Hawklords, 25 Years On, 1978
Briefly, Hawkwind had to change their name to Hawklords for legal reasons, maybe because Dave Brock was the only original member. Anyway, only a couple good songs here.
PXR5, 1979
The last album with Bob Calvert, and one of the very best. Like The Who's best album, Who's Next, it was cobbled together from scraps. It contains their best punk song, "Death Trap," their best social protest song, "High Rise," their catchiest song, "Jack of Shadows," and the closest they've ever come to a love song, "Infinity," with the second best line Dave Brock ever wrote: "I met her in a forest glade, where starbeams grew like trees." (His best line is so good he used it in two different songs: "Already weeds are writing their scriptures in the sand.")
Zones, 1983
Another collection of scraps. The first seven songs are as good as Hawkwind has ever been, and the last three songs are awful.

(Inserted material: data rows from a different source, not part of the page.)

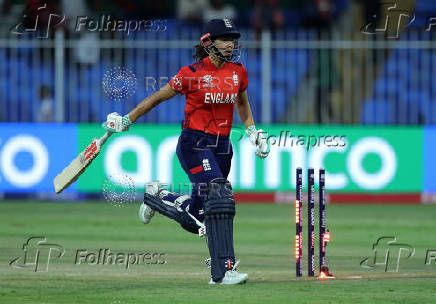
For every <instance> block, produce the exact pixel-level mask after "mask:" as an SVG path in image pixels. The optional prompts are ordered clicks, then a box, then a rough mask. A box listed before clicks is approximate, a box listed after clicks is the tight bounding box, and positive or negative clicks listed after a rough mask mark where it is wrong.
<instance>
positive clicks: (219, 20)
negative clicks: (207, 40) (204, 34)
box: [203, 19, 241, 39]
mask: <svg viewBox="0 0 436 304" xmlns="http://www.w3.org/2000/svg"><path fill="white" fill-rule="evenodd" d="M203 33H204V34H210V38H211V39H215V38H217V37H220V36H232V37H234V38H235V39H239V38H240V37H241V33H240V32H239V31H238V29H237V28H236V26H235V24H234V23H233V21H232V20H230V19H212V20H210V21H209V22H208V23H207V24H206V26H205V27H204V31H203Z"/></svg>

The Earth Ritual Preview EP, 1984
Quite good, containing the great song "Green Finned Demon."
Independent Days vol 1-2
A great compilation of stuff from the late 70's and early 80's.
other albums
I've listened to Levitation, Live 79, Church of Hawkwind, Choose Your Masques, This Is Hawkwind Do Not Panic, Bring Me the Head of Yuri Gagarin (great title!), Chronicle of the Black Sword, and Xenon Codex, and found none of them memorable. I've heard Electric Teepee is great, but haven't bought it yet.